Walter Solomon

Walter Solomon

The Waldon Center, Israel



Biography

Walter G Solomon, is Parent of child with Early Childhood Autism who is now working, married and a parent himself. In 2012 he was trained as Waldon Facilitator. He also has organized three one day Waldon Approach workshops at Bishopswood Special School. From, 2013-2017. He has worked as Waldon Practitioner and gave training sessions for staff at Feuerstein Institute and Princess Basma School for Disabled Children Jerusalem. He also organized and participated in a two day Waldon Approach workshop at Imparole, Milan and Autismus Deutschland in Berlin. He is Speaker and Workshop organizer Young Child: Early Learning conference in New York. In, 2017 Opened Waldon Center in Jerusalem. He also organized and ran two day Waldon Approach workshops in Rome and Amsterdam and one day workshops at Bishopswood Special School and Arbour Vale Special School in the UK.
 

 

Abstract

The role of movement in the development of cognitive, emotional and social development was relatively neglected until recently. Only recently have psychologists come to appreciate that acting and knowing are inseparable. The young child’s motivation to reach is at the foundation of a perception action cycle, which creates new skills and hence new opportunities for cognitive development. Failure to move in a typical manner in early childhood is a predictor of difficulties later in life. Infants who were more motorically mature and who explored more actively at 5 months of age achieved higher academic levels as 14-year-olds. The developmental cascade arising from the child’s movements, leads to perceptual, cognitive and social development.

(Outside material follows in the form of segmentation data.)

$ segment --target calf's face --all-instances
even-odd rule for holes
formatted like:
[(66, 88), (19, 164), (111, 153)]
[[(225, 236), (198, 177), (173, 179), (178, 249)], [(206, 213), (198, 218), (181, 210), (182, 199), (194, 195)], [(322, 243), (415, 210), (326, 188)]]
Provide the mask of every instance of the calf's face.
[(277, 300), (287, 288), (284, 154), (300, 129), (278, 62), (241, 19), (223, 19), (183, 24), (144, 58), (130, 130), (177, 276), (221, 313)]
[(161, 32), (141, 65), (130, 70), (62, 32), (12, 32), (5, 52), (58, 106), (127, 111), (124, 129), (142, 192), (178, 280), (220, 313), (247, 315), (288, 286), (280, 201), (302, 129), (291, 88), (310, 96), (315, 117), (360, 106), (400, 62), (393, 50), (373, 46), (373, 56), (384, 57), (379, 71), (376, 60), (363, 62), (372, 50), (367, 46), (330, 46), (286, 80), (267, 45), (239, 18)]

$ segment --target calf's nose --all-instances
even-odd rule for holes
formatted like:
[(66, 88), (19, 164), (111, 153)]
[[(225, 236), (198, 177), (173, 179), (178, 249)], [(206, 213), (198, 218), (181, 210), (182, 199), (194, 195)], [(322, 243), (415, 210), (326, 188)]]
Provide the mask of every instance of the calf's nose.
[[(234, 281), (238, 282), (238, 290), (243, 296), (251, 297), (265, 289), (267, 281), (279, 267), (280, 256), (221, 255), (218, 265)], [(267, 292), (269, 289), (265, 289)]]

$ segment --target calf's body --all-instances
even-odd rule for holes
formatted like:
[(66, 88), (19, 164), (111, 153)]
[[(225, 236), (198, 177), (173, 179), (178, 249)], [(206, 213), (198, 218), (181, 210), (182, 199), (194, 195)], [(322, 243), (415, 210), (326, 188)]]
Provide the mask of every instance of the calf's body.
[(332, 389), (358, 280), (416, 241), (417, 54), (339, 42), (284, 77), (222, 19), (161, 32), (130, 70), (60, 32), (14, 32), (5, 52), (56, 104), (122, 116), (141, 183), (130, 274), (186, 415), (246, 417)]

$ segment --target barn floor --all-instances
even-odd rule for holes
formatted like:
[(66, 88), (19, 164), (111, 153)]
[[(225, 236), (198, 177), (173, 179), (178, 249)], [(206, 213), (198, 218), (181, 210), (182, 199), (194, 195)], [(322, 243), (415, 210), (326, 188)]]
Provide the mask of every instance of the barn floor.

A research topic Autism: The Movement Perspective opened up in Frontiers in Integrative Science (2013) and was followed by over 30 scientific research articles on the topic from research institutions around the world. An editorial for the research topic: ‘Autism: The Movement Perspective’ wrote that movement could be our best ally in autism, at all fronts. Studies of human movement demonstrate the intentionality of movement even as early as the second trimester in utero. Autism spectrum disorders (ASD) has its origin in early prenatal failure of movement, timing and coordination. Foetuses that move in an atypical manner may, post-partum, display a problem in qualitative and temporal-dynamic control, i.e. flexibility in affective response and precision in motor timing. This is associated with delay in cognitive development and language, which in turn is associated with a diagnosis of ASD.